DanielBok / copulae

Multivariate data modelling with Copulas in Python
https://copulae.readthedocs.io/en/latest/
MIT License
143 stars 26 forks source link

Frank Copula Crash + Other Issues #29

Closed kaleb-keny closed 3 years ago

kaleb-keny commented 3 years ago

Hey @DanielBok , I was experimenting with the package here, I've installed the latest from conda.
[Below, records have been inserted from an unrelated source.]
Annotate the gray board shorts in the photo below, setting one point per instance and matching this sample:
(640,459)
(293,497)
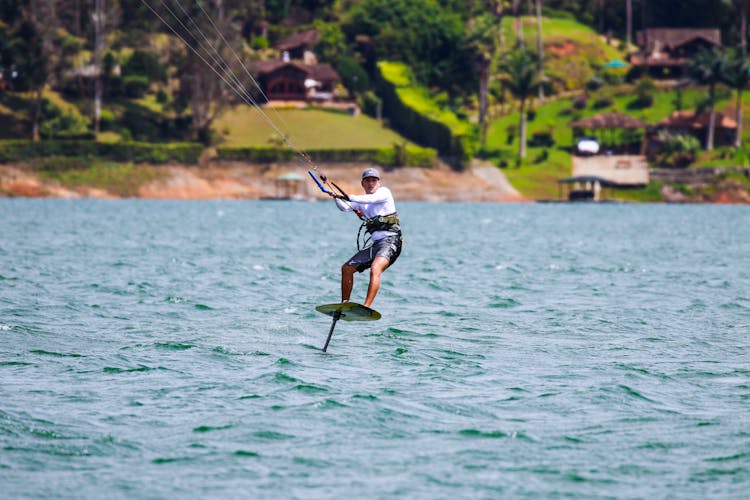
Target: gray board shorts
(388,247)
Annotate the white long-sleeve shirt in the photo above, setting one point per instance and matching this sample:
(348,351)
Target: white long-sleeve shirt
(371,205)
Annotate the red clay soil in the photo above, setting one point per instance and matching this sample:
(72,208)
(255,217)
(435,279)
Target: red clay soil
(234,180)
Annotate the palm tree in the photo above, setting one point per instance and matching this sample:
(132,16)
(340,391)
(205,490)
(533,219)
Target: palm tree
(742,9)
(540,45)
(737,75)
(483,40)
(707,67)
(520,76)
(628,22)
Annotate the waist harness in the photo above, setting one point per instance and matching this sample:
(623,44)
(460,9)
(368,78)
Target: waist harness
(388,222)
(383,223)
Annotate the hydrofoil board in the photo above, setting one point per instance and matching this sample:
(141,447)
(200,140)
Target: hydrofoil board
(349,311)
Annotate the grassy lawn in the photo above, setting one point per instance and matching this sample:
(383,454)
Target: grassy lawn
(306,128)
(122,179)
(537,177)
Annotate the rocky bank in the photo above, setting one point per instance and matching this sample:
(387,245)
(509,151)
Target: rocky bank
(230,180)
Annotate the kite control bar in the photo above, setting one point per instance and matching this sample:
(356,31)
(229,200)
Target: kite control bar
(326,191)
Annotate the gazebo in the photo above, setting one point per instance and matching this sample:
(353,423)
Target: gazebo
(594,125)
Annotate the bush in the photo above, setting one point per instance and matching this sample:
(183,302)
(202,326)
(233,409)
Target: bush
(603,102)
(644,91)
(677,150)
(398,155)
(541,140)
(135,86)
(581,102)
(65,125)
(352,75)
(144,64)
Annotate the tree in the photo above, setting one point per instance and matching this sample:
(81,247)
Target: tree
(519,74)
(736,74)
(628,23)
(540,45)
(43,55)
(105,19)
(211,68)
(483,40)
(707,67)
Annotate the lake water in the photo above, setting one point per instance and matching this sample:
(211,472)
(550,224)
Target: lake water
(154,349)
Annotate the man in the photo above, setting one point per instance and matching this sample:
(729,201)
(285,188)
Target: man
(378,210)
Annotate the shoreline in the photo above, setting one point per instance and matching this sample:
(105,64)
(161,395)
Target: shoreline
(482,182)
(243,181)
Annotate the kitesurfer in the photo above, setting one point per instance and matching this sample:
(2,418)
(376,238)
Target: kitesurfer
(378,211)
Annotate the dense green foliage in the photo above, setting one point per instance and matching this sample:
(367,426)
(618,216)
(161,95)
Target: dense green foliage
(396,156)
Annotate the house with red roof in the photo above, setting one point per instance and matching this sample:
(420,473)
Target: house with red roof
(666,52)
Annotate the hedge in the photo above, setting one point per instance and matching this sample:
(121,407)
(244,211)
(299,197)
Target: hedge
(157,153)
(395,156)
(412,113)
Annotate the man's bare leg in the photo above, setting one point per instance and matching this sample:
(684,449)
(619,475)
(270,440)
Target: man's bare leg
(378,266)
(347,282)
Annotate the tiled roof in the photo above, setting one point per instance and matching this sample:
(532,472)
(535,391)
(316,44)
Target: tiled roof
(687,119)
(671,38)
(609,120)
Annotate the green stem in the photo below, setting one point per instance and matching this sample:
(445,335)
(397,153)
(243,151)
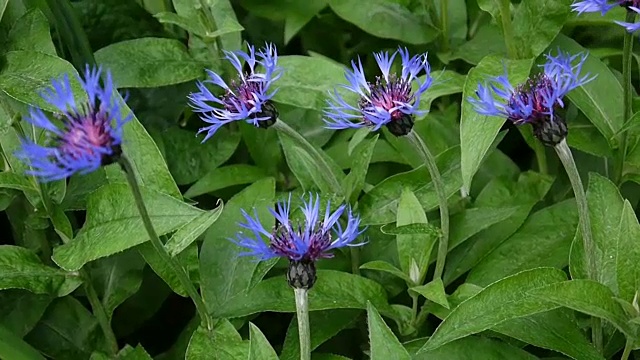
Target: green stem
(627,350)
(100,313)
(507,28)
(159,247)
(627,53)
(444,22)
(304,332)
(322,164)
(564,153)
(541,157)
(438,185)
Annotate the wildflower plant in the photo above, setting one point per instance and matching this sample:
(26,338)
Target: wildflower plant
(86,135)
(538,100)
(246,98)
(301,243)
(389,100)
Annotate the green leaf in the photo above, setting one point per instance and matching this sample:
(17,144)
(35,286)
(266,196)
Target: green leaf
(26,74)
(333,290)
(13,347)
(304,167)
(384,344)
(610,230)
(259,347)
(543,240)
(225,274)
(379,206)
(189,232)
(477,132)
(500,192)
(223,343)
(149,62)
(445,82)
(225,176)
(307,81)
(470,347)
(414,250)
(114,224)
(469,222)
(536,23)
(20,268)
(116,278)
(20,310)
(67,331)
(385,19)
(324,325)
(501,301)
(188,259)
(361,157)
(12,180)
(433,291)
(557,330)
(31,32)
(588,297)
(601,99)
(189,159)
(386,267)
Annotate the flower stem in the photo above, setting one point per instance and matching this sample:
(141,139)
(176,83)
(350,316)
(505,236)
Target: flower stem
(627,350)
(438,185)
(444,22)
(564,153)
(627,53)
(159,247)
(302,313)
(100,313)
(507,27)
(321,163)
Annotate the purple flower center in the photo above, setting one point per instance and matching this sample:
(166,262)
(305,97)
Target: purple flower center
(283,243)
(86,135)
(388,95)
(532,93)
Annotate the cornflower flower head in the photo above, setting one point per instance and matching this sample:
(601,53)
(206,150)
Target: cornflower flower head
(389,100)
(302,243)
(602,6)
(246,98)
(536,101)
(90,134)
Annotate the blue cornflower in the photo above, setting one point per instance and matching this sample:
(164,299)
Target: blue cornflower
(90,135)
(248,98)
(301,243)
(537,100)
(389,101)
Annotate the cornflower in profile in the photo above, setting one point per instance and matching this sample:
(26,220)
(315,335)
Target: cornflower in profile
(536,101)
(90,132)
(603,6)
(302,243)
(246,98)
(389,100)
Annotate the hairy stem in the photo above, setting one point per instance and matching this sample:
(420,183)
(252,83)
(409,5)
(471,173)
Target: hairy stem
(507,28)
(304,332)
(444,22)
(321,163)
(100,313)
(438,185)
(159,247)
(627,53)
(564,153)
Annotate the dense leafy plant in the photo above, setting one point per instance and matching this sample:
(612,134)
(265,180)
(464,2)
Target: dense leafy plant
(384,179)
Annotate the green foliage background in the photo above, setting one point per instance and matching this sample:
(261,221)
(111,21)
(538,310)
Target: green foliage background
(506,292)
I have this dataset link which has a dimension of 2, being mostly gamma or pareto marginals.

Running the below code:

from copulae import  FrankCopula
distTypes = ['gamma', 'gamma']
df = pd.read_csv("C:/...")
cop = MarginalCopula(FrankCopula(dim=2), distTypes)
cop.fit(df)

Gives back tracebackerror, where I inserted a print statement in params to see what is triggering the assertion:

31.92679324563328
31.92679324563328
31.92679324563328
31.926793260633282
1028.2277099641103
1028.2277099791104
nan
Traceback (most recent call last):

  File "<ipython-input-15-5f9a10d4956d>", line 2, in <module>
    cop.fit(self.df)

  File "C:\kaleb\miniconda\envs\eth_proba\lib\site-packages\copulae\marginal\marginal.py", line 143, in fit
    self._copula.fit(data, x0, method, optim_options, ties, **kwargs)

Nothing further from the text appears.